Cloudflare-IUAM-Solver
A simple "Pure Java" library and cli tool to breaking through the Cloudflare's anti-bot mechanism (a.k.a "I'm Under Attack Mode", or IUAM), implemented with HTMLUnit.
Prerequisites
- JDK 11
CLI Tool
Install
$ curl -LO https://github.com/ninja-beans/cloudflare-iuam-solver/releases/download/0.1.0/cfis
$ chmod +x cfis
Usage
Print a cookie string.
$ ./cfis -c https://www.example.com
cf_clearance=XXXXXXXXXXXXXXXXXXXX-XXXXXXXXXX-X-XXX;__cfduid=XXXXXXXXXXXXXXXXXXXX;
Download a html content with curl.
$ ./cfis -c > cookie.txt
$ ./cfis -u > ua.txt
$ curl -s --cookie "$(cat cookie.txt)" -A "$(cat ua.txt)" https://www.example.com/
Extract all images with curl and xmllint.
$ eval $(./cfis --curl https://www.example.com/) | xmllint --xpath "//img" --html - 2> /dev/null
Java Library
Install
<dependency>
<groupId>com.ninja-beans.crawler</groupId>
<artifactId>cloudflare-iuam-solver-parent</artifactId>
<version>0.1.0</version>
<type>pom</type>
</dependency>
Usage
Scraping with Java 11 HttpClient and Jsoup.
public class App {
public static void main(final String[] args) throws IOException, InterruptedException {
var url = args[0];
var result = IuamSolver.solve(url);
// 1. Create HttpClient
var client = HttpClient
.newBuilder()
.version(Version.HTTP_1_1)
.followRedirects(Redirect.NORMAL)
.cookieHandler(result.getCookieManager()).build();
// 2. Send the request and get the response
var request = HttpRequest.newBuilder().header("Accept", "*/*")
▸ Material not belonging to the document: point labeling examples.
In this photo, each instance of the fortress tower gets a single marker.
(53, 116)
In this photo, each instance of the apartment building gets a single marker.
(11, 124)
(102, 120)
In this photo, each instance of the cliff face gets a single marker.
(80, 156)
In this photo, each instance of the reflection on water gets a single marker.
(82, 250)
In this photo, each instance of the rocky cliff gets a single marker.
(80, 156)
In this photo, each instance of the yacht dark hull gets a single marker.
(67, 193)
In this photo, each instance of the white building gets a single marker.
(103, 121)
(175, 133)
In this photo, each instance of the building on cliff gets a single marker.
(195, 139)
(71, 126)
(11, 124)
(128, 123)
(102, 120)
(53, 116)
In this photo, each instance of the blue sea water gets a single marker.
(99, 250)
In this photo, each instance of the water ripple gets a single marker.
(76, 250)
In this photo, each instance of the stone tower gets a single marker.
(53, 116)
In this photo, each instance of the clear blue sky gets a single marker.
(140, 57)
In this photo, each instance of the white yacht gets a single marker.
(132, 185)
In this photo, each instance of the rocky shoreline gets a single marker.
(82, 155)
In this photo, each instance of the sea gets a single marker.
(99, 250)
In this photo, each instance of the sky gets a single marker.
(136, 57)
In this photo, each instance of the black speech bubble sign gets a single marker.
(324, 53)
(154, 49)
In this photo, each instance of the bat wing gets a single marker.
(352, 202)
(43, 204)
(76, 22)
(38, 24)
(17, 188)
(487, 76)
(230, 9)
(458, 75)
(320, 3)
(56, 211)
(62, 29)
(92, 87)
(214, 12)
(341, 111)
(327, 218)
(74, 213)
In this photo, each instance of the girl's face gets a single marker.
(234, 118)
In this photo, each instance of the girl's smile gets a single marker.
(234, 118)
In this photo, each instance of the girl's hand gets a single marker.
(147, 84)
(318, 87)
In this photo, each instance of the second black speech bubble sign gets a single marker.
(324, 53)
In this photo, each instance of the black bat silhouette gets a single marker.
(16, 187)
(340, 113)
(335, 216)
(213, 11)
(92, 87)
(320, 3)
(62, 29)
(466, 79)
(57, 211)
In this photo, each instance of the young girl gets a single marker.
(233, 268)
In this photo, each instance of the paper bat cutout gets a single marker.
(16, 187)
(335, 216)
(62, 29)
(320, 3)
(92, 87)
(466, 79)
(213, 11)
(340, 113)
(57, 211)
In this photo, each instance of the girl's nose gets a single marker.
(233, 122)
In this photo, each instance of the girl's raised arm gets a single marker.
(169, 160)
.header("User-Agent", result.getResponse().getUserAgent())
.GET()
.uri(URI.create(url))
.build();
var response = client.send(request, BodyHandlers.ofString(StandardCharsets.UTF_8));
// 3. Parse the response
var doc = Jsoup.parse(response.body(), url);
var elm = doc.getElementById("title");
System.out.println(doc.title());
System.out.println(elm.html());
}
}